Hillary Clinton and Donald Trump remain silent on the Dakota Access pipeline that the Obama Administration paused on Friday. But the two leading Presidential nominees have said enough on energy policy to make clear their polar opposition on how to power America through the 21st century:
The two major-party presidential candidates have staked out nearly opposite positions — Trump’s based on fossil fuels, Clinton’s on renewable power.
Trump vows to expand drilling for oil and natural gas, both onshore and off. He wants to end America’s dependence on OPEC and rescue the failing coal industry, which he says has been strangled by President Obama. His stances largely match the energy priorities pushed by the Republican Party for the last eight years.
Democrat Clinton, meanwhile, pledges to turn the United States into the world’s “clean energy superpower,” installing 500 million solar panels nationwide during her first term. She wants to kill subsidies to oil and gas companies, cut America’s use of petroleum by one third and upgrade the electric grid to handle more wind, solar and geothermal power [David R. Baker, “Clinton and Trump Polar Opposites on Global Warming and Energy,” San Francisco Chronicle, 2016.09.10].

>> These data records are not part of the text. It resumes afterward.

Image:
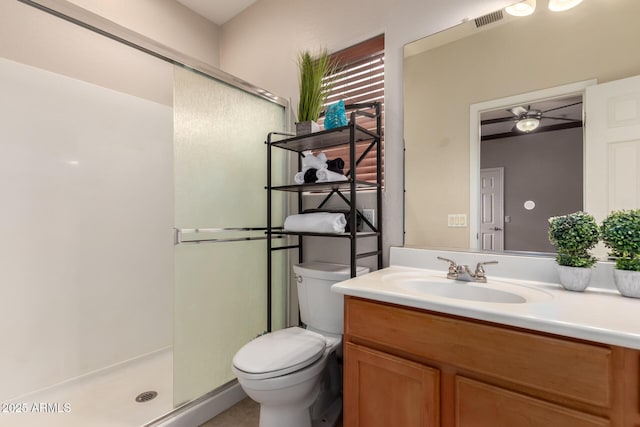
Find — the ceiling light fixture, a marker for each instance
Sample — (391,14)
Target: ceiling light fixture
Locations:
(562,5)
(524,8)
(528,124)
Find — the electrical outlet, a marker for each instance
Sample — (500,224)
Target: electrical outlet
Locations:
(370,215)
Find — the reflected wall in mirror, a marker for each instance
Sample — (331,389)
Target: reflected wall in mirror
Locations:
(446,73)
(528,160)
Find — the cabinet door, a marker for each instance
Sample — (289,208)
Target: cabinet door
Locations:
(483,405)
(384,390)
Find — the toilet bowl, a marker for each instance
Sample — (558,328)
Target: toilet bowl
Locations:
(294,373)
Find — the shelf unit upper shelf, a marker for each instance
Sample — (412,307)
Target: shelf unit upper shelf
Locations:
(325,139)
(325,186)
(346,235)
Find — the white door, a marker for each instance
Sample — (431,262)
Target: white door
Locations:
(612,147)
(491,209)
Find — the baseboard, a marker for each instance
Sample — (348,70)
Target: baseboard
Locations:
(201,410)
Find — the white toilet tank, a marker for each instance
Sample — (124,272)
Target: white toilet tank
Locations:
(321,309)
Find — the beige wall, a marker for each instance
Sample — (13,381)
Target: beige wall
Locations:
(166,21)
(598,40)
(262,43)
(32,37)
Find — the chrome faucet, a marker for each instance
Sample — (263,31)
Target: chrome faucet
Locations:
(462,272)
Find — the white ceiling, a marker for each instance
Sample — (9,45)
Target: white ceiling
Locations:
(217,11)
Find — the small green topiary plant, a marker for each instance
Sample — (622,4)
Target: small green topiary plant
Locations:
(313,83)
(573,235)
(621,233)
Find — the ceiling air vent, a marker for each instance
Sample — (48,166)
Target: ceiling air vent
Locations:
(489,18)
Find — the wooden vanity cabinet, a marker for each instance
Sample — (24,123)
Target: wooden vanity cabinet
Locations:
(410,367)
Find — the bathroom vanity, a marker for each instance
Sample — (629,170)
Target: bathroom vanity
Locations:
(414,357)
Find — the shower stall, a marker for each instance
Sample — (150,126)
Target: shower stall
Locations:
(133,255)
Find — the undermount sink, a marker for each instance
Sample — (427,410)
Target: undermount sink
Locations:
(491,292)
(462,290)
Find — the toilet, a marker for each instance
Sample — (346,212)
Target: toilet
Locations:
(294,373)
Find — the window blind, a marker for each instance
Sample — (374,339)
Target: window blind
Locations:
(359,77)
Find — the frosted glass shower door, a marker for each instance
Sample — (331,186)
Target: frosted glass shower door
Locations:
(220,299)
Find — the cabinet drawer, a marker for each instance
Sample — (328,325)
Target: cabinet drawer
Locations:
(482,405)
(568,369)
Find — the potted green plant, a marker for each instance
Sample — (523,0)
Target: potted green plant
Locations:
(574,235)
(315,84)
(621,233)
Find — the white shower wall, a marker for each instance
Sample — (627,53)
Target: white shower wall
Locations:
(86,255)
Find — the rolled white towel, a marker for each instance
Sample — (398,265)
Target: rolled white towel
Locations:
(317,162)
(316,222)
(325,175)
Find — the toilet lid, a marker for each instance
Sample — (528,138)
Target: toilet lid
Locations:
(281,352)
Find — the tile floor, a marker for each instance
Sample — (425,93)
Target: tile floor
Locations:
(245,413)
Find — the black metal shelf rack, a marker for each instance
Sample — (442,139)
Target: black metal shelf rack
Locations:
(353,136)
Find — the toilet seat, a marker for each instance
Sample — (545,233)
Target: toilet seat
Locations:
(279,353)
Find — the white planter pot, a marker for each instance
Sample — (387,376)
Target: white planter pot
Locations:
(627,282)
(305,128)
(574,278)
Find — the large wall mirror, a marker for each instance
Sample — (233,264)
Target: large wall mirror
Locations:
(463,90)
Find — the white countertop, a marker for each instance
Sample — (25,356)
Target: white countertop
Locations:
(599,315)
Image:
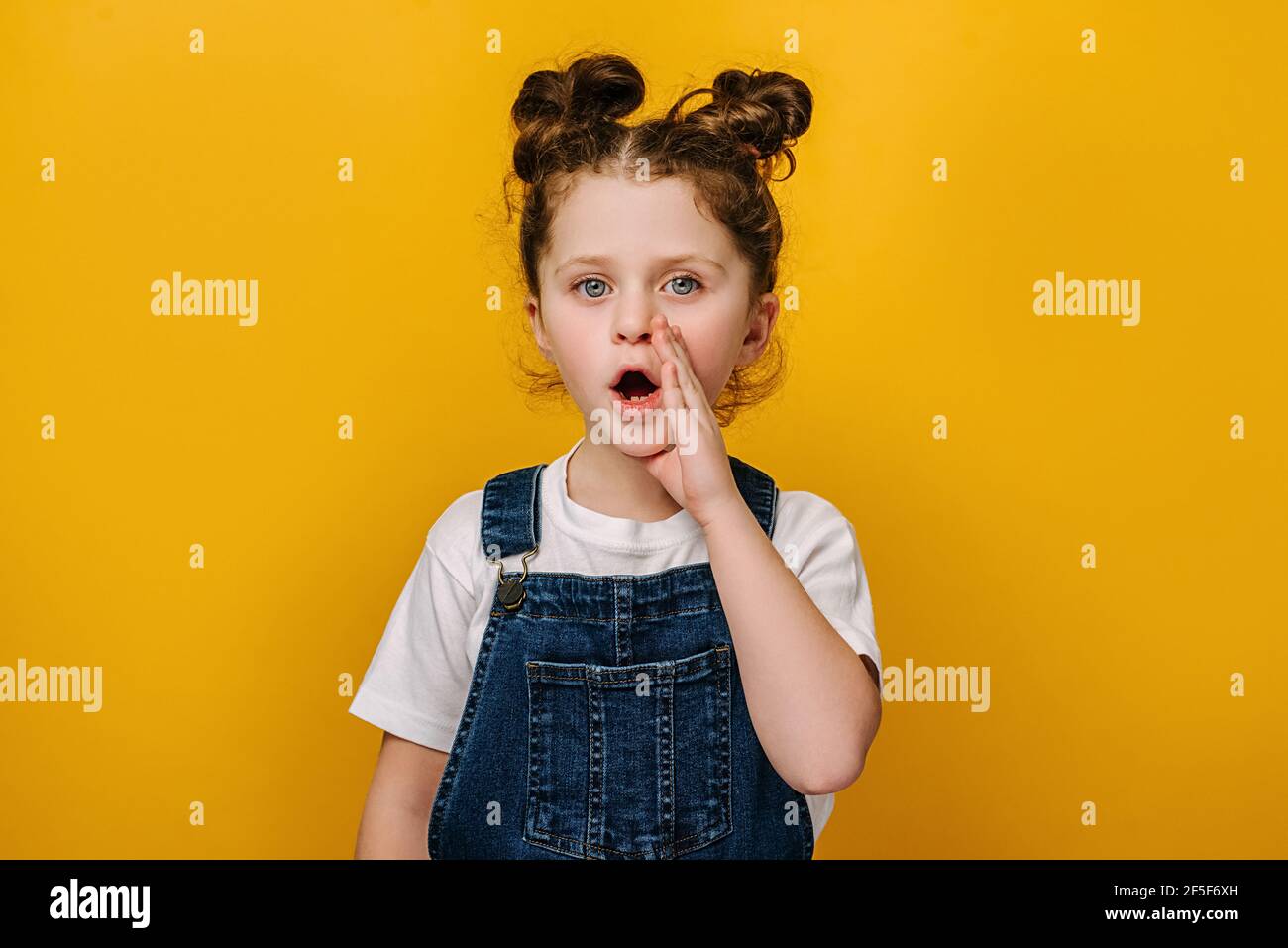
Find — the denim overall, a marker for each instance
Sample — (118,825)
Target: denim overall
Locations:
(605,717)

Tufts University economist Gilbert Metcalf estimates that eliminating the $4 billion annual oil and gas subsidies would have minimal effect on the production and consumption of fossil fuels… which suggests that Big Oil does not need our help. Clinton’s Climate Issues page says she would redirect that funding to investments in clean energy.

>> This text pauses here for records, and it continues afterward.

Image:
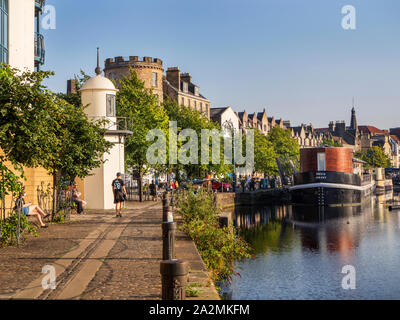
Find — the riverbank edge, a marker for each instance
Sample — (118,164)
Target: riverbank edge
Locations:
(186,249)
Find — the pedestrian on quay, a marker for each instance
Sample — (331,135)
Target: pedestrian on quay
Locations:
(153,191)
(119,192)
(75,195)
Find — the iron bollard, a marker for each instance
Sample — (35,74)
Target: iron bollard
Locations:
(166,209)
(174,275)
(168,214)
(168,235)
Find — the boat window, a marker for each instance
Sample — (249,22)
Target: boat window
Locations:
(321,161)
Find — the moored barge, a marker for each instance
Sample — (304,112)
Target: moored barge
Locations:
(330,176)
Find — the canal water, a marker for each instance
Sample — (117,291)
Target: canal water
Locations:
(299,252)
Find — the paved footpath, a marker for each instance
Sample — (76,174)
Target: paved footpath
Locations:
(96,256)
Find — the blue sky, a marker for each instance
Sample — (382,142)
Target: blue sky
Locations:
(291,57)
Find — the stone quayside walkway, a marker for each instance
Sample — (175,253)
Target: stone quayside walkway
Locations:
(97,256)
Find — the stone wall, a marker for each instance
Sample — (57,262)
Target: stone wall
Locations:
(116,68)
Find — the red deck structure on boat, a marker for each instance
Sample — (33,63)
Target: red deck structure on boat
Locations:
(336,159)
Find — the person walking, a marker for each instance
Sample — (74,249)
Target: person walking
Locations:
(75,194)
(119,192)
(153,191)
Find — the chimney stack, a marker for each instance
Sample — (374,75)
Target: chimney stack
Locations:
(174,77)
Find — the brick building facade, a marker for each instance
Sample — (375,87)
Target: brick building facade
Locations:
(150,70)
(179,87)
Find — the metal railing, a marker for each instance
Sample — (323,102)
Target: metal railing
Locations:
(40,3)
(366,179)
(115,123)
(39,48)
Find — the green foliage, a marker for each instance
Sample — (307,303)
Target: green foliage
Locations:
(136,102)
(28,133)
(192,289)
(219,247)
(375,158)
(188,118)
(82,143)
(331,142)
(286,148)
(37,128)
(10,227)
(9,180)
(75,98)
(284,145)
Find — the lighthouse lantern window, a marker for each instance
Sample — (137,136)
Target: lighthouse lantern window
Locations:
(111,112)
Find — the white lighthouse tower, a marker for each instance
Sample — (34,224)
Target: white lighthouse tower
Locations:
(99,94)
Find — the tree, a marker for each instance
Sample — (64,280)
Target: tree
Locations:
(37,128)
(188,118)
(375,157)
(75,98)
(138,103)
(286,148)
(264,154)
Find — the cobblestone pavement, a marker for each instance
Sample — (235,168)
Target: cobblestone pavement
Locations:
(132,268)
(117,257)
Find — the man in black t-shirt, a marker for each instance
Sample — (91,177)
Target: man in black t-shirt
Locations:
(119,191)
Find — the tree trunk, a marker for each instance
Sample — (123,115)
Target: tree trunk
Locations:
(140,185)
(53,213)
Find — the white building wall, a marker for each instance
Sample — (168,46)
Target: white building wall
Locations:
(21,28)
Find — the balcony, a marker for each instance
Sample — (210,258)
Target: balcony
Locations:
(40,4)
(39,49)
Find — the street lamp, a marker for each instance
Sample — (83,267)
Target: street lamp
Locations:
(228,125)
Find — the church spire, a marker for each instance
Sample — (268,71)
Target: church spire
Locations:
(353,124)
(98,70)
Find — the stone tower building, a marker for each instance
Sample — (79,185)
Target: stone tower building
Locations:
(150,70)
(353,124)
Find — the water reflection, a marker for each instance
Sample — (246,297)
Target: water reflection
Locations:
(300,250)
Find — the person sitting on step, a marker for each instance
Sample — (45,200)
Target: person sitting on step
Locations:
(29,209)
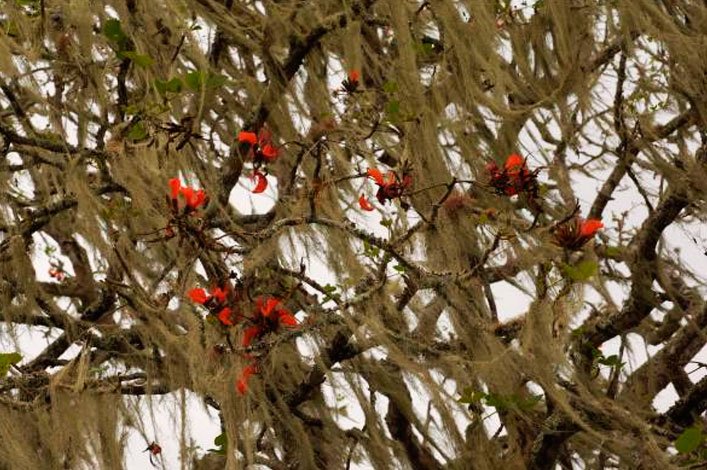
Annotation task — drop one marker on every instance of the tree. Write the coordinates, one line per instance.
(425, 153)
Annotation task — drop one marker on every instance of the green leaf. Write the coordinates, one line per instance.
(470, 395)
(689, 440)
(216, 81)
(7, 360)
(220, 440)
(140, 60)
(582, 271)
(610, 361)
(172, 86)
(194, 79)
(137, 131)
(114, 31)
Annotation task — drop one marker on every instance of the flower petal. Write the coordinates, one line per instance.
(224, 316)
(199, 198)
(365, 204)
(261, 184)
(198, 296)
(188, 194)
(249, 334)
(590, 227)
(219, 294)
(286, 318)
(376, 175)
(269, 152)
(269, 306)
(514, 162)
(174, 186)
(247, 137)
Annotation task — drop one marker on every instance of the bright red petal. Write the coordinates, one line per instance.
(287, 319)
(199, 198)
(269, 152)
(224, 316)
(188, 194)
(364, 203)
(174, 186)
(590, 227)
(514, 162)
(198, 296)
(249, 334)
(247, 137)
(376, 175)
(219, 294)
(262, 183)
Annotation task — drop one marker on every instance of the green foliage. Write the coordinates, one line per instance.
(220, 442)
(196, 79)
(7, 360)
(689, 440)
(582, 271)
(173, 85)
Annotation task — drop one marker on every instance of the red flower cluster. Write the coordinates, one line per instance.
(192, 198)
(514, 178)
(388, 188)
(351, 83)
(262, 151)
(216, 303)
(268, 317)
(576, 232)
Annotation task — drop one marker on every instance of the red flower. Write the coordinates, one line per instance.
(261, 184)
(574, 233)
(219, 294)
(268, 317)
(242, 382)
(261, 148)
(247, 137)
(588, 228)
(198, 296)
(391, 187)
(269, 152)
(224, 316)
(192, 198)
(364, 203)
(174, 185)
(514, 178)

Trump’s “America First Energy Plan” doesn’t say how he would “save the coal industry,” but we may assume from his rhetoric (“we have three times more coal than Russia“*) the plan is likely a Palinesque id-cry of “Burn, baby, burn!” Clinton lays out details on her intent to protect retirement benefits for coal miners, reform the black lung benefit program, establish a stopgap funding program to make up for loss of coal-related revenue in mining-area school districts, build infrastructure (including broadband!) to support economic diversification and revitalization in coal communities, fund reclamation of mining sites and repurposing of power plant sites for new industries, and expand clean energy projects to put displaced miners back to work.

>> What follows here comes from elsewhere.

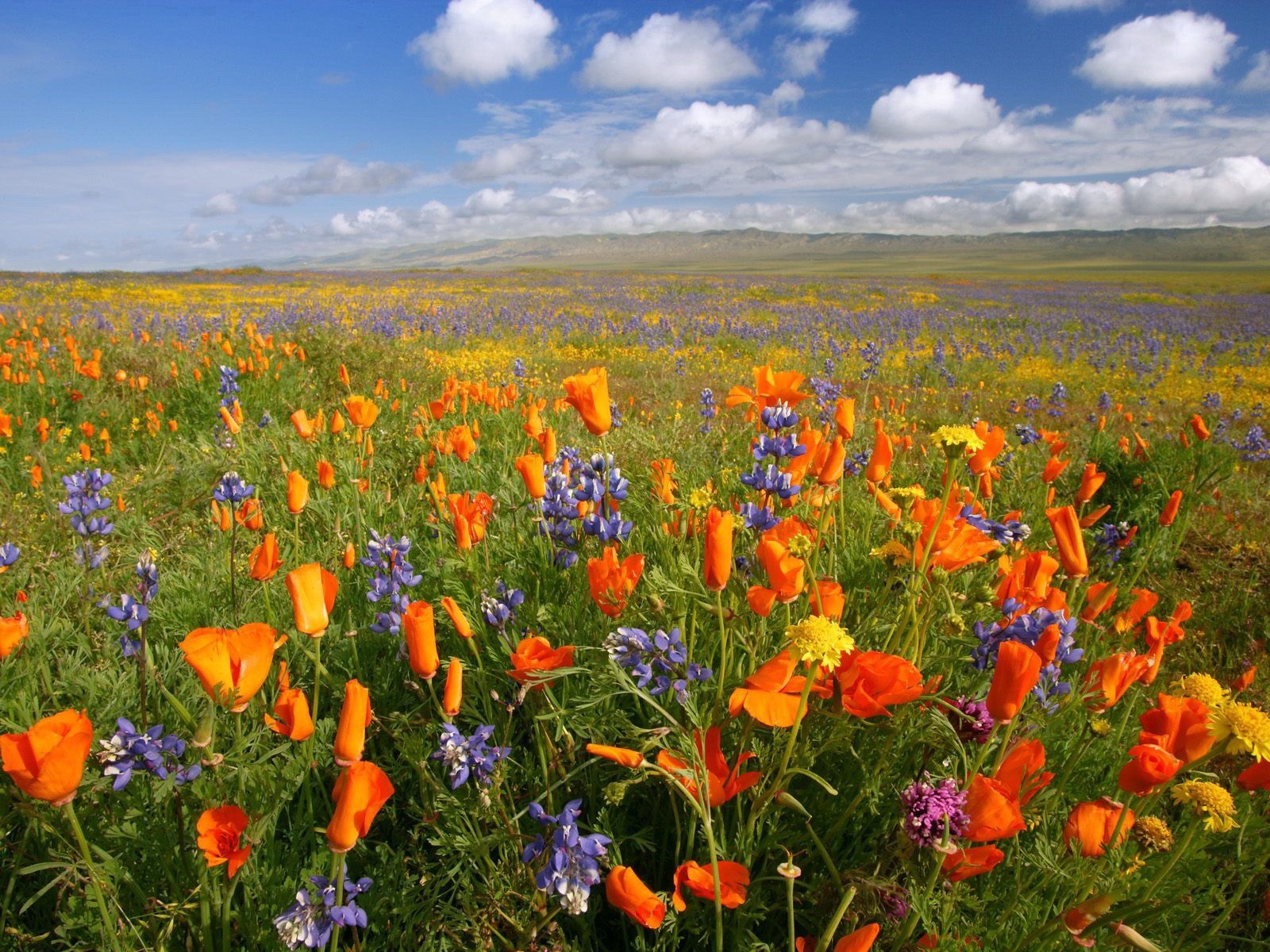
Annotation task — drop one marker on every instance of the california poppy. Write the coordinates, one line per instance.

In related news, Alan Guebert’s Farm File column this weekend looks at the latest Global Material Flows and Resource Productivity report from the United Nations Environment Programme:
Growth of global material use has accelerated over the past four decades, while economic growth and population growth have been slowing. Overall, the global economy expanded more than threefold over the four decades since 1970, population almost doubled and global material extraction tripled [Global Material Flows and Resource Productivity, United Nations Environment Programme, 2016].
There’s only so much stuff we can dig up and burn. The UNEP report says we have 188 years of coal left—1,318 billion tons. When I wrote about the need for conservation in 2009, the U.S. Energy Information Administration estimated we had 134 years of coal left; now EIA says total global recoverable reserves are around 110 years, 978 billion tons.
Coal is not renewable. Wind and solar, cornerstones of Clinton’s plan, are. Trump’s “plan” fattens today’s energy corporations while leaving future generations in the dark. Clinton’s plan points us toward sustainable energy consumption.
*Bonus Trump Flub! The World Energy Council says the U.S. produces 3.3 times more coal than Russia each year. However, if we’re talking how much coal each country has, EIA says the U.S. holds the biggest chunk of global recoverable coal reserves, 26%. Russia has the next biggest chunk, 18%. 26% divided by 18% is 1.4. Mining-Technology.com puts the U.S.–Russia ratio at 1.5. We have more coal than Russia, but not three times more coal. When talking about how much more coal we have than Russia has, Trump is wrong by a factor of 2.